Ben de tüm bunların içinden geçtim. Ne olduğunu, ne hissettiklerini bilerek cevap veriyorum. İş hayatına İngilizce öğretmeni olarak başladım. Dokuz yıl boyunca da öğretmenlik yaptım. İngilizce öğretmenliği sabahtan akşama kadar çocuklarla severek uğraştığım, insanların hayatının hamuruyla oynadığın bir meslek olmasına karşın en az kazanan mesleklerden biri Türkiye’de. Ben bıraktığımda 2 bin 500 liraya yakın maaş alıyordum, maaşlar şimdi 3 bin 500-4 bin lira arasında. Öğretmenken gelirimi artırma arayışına girerek özel ders vermeye başladım. Şöyle bir hayatım vardı; sabah 8’den akşam 17.00’ye kadar okuldayım. 18.00’de eve geliyorum, 19’da özel ders vermeye başlıyorum. Günde en fazla iki özel ders verebiliyorum ve bunu 5 gün yapıyorum, maaşımı da en fazla iki katına çıkarabiliyorum ama benim ne kendime ne de oğluma ayıracak zamanım kalıyor. Oğlum üç aylıktı biz babasıyla boşandığımızda. Tek başıma çocuk yetiştiren bir anne olarak kendi ailemden hiçbir maddi destek almamaya karar verdim. Aslında orada da “Parayı veren düdüğü çalar” inanç kalıbına bağlı olarak ailemin bana para vermesi halinde benim ve çocuğumun üzerinde karar yetkilerinin olacağı düşüncesi hakimdi. Bir gün “Çocuk daha 6 yaşında, ben böyle nereye kadar gideceğim?” diye sordum kendime. “Tamam daha çok kazanmak istiyorum ama önce ben okulda ne kadar para kazanıyorum ki ona bir bakmam lazım” dedim. Aldım elime kalem, kağıt. Kazancımı ve harcamalarımı karşılaştırdım. Ortaya komik bir durum çıktı.

Nasıl komik?

Maaşımın neredeyse yarısından fazlasını, o maaşı kazanmak için harcadığımı fark ettim.

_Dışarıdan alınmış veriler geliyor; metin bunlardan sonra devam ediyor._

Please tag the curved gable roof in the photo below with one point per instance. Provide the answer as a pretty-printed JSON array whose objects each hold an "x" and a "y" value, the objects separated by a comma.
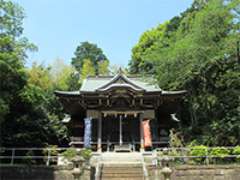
[{"x": 94, "y": 84}]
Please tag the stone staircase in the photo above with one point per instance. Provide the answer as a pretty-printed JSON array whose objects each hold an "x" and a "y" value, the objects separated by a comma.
[{"x": 121, "y": 166}]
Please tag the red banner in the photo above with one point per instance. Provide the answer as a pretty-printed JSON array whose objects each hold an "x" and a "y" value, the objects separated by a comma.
[{"x": 147, "y": 133}]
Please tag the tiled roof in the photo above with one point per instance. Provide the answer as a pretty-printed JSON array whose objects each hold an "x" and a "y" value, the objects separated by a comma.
[{"x": 92, "y": 84}]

Yani öğretmenlik yaptığım okula gitmek için verdiğim yol, kıyafet, manikür, pedikür, saç bakımı parası, okulun yemeklerini yiyemediğim zaman dışarıdan söylediğim yemekler, çalıştığım için evde bir yardımcı kadın olması… Bir baktım, okuldan kazandığım parayı okula gidebilmek için harcıyormuşum, özel derslerden gelen parayla da yaşamaya çalışıyormuşum.

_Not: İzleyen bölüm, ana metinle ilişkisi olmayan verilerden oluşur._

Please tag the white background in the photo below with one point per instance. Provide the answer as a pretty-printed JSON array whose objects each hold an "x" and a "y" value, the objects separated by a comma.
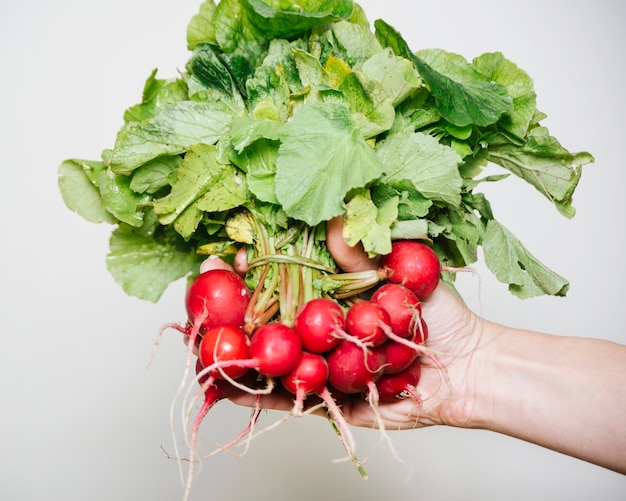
[{"x": 82, "y": 417}]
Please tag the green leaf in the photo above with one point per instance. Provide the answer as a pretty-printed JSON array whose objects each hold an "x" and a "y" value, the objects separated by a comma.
[
  {"x": 365, "y": 222},
  {"x": 119, "y": 199},
  {"x": 353, "y": 43},
  {"x": 545, "y": 164},
  {"x": 411, "y": 203},
  {"x": 431, "y": 167},
  {"x": 259, "y": 162},
  {"x": 154, "y": 175},
  {"x": 270, "y": 89},
  {"x": 157, "y": 93},
  {"x": 200, "y": 29},
  {"x": 464, "y": 96},
  {"x": 370, "y": 104},
  {"x": 463, "y": 230},
  {"x": 174, "y": 130},
  {"x": 78, "y": 183},
  {"x": 517, "y": 84},
  {"x": 281, "y": 19},
  {"x": 200, "y": 174},
  {"x": 512, "y": 264},
  {"x": 396, "y": 74},
  {"x": 143, "y": 266},
  {"x": 322, "y": 156},
  {"x": 244, "y": 131}
]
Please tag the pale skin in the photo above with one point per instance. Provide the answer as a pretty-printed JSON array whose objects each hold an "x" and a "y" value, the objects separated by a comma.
[{"x": 567, "y": 394}]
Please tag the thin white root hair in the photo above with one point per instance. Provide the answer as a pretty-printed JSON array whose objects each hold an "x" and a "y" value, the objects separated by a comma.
[
  {"x": 373, "y": 401},
  {"x": 157, "y": 341}
]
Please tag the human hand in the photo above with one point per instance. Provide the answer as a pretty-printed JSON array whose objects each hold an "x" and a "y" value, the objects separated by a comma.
[{"x": 454, "y": 333}]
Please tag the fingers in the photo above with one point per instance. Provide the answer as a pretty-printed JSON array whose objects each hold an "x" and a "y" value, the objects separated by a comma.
[{"x": 348, "y": 258}]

Hemen okuldan ayrıldınız o halde?

O kadar kolay olmadı. Çünkü “Saatimin ne kadarını, nereye satıyorum?” diye baktığımda kimliklerle ilgili takıntılarım devreye girdi. Bir okulun İngilizce öğretmeni  olmakla, ev kadını olmak ve özel ders vermek arasında seçim yapmak zorundaydım bu sefer de. Çalışmamın karşılığını parayla alıyorum ama bir yandan da kimlikle aldığımı fark ettim. Orada gösterilen saygı, adımın önüne konular unvanlar… Bunlar üzerine düşündüm, çalıştım kendimde. “İki sene alışveriş yapmadan yaşayabilir miyim?” diye sordum kendime…. “Evet” dedim. Sonra da işten ayrıldım. Benim için büyük riskti. Bir taahhütte bulundum kendime, bir yıl herhangi bir okulda ya da işte çalışmayacak, sadece özel ders verecektim. İki ay sonra okuldan kazandığımın üç katını kazandığım bir dünyanın içinde buldum kendimi. Bütün İngilizce öğretmenleri gündüzleri okulda olduğu için dışarıda şirketlerle çalışacak öğretmen yoktu. Ben de şirketlere özel ders vermeye başladım. Demek istediğim, bazen içinde olduğumuz sistem, dışarıdaki fırsatları görmemiz konusunda bizi tamamen körleştiriyor.

İyi de ekonomi bu kadar kötüyken işten çıkarma riski varken korkusuz ilerlemek nasıl mümkün olacak?

Ekonomi her zaman bir iyi bir kötüydü. Geriye doğru bir bakın ekonomiyle, sıkıntılarla ilgili hep benzer şeyler dönüp duruyor. İnsanlar her dönem işten çıkarılıyor. O nedenle daha fazlasını beklediğimiz, istediğimiz yere doğru gitmemiz gerekiyor. Çünkü dünya düzeneğinin enerji sistemine bakarsak eğer, dünya korku ile yönetilen bir yerdeydi. Kurumsal hayatın geldiği yer de bu korkuydu. Ve yeni nesil çocuklar, artık kurumsal hayatın içinde var olabilecek isteklilikte ve alışkanlık örgüsünde değil. Yeni gelen ve onu takip eden nesilleri, sabah altıda uyandırıp yedide şirket başına geçirip gece 11’e kadar çalıştırmak mümkün olmayacak. O nedenle kurumsal hayat daha çok evden çalışmaya, kendi işine yönelmeye, kendine güvenmeye doğru giden biryere yönelecek. Şu anda oturduğumuz bilgisayarın karşısında dün- yanın her yerindeki fırsatlara ulaşma yeteneğimiz var ve yeni nesil bunu çok iyi biliyor. O nedenle kurumsal hayat çökmeye başladı zaten ve çöküş devam edecek değişime ayak uydurmayan yapılarda. Dünyada her şey değişiyor.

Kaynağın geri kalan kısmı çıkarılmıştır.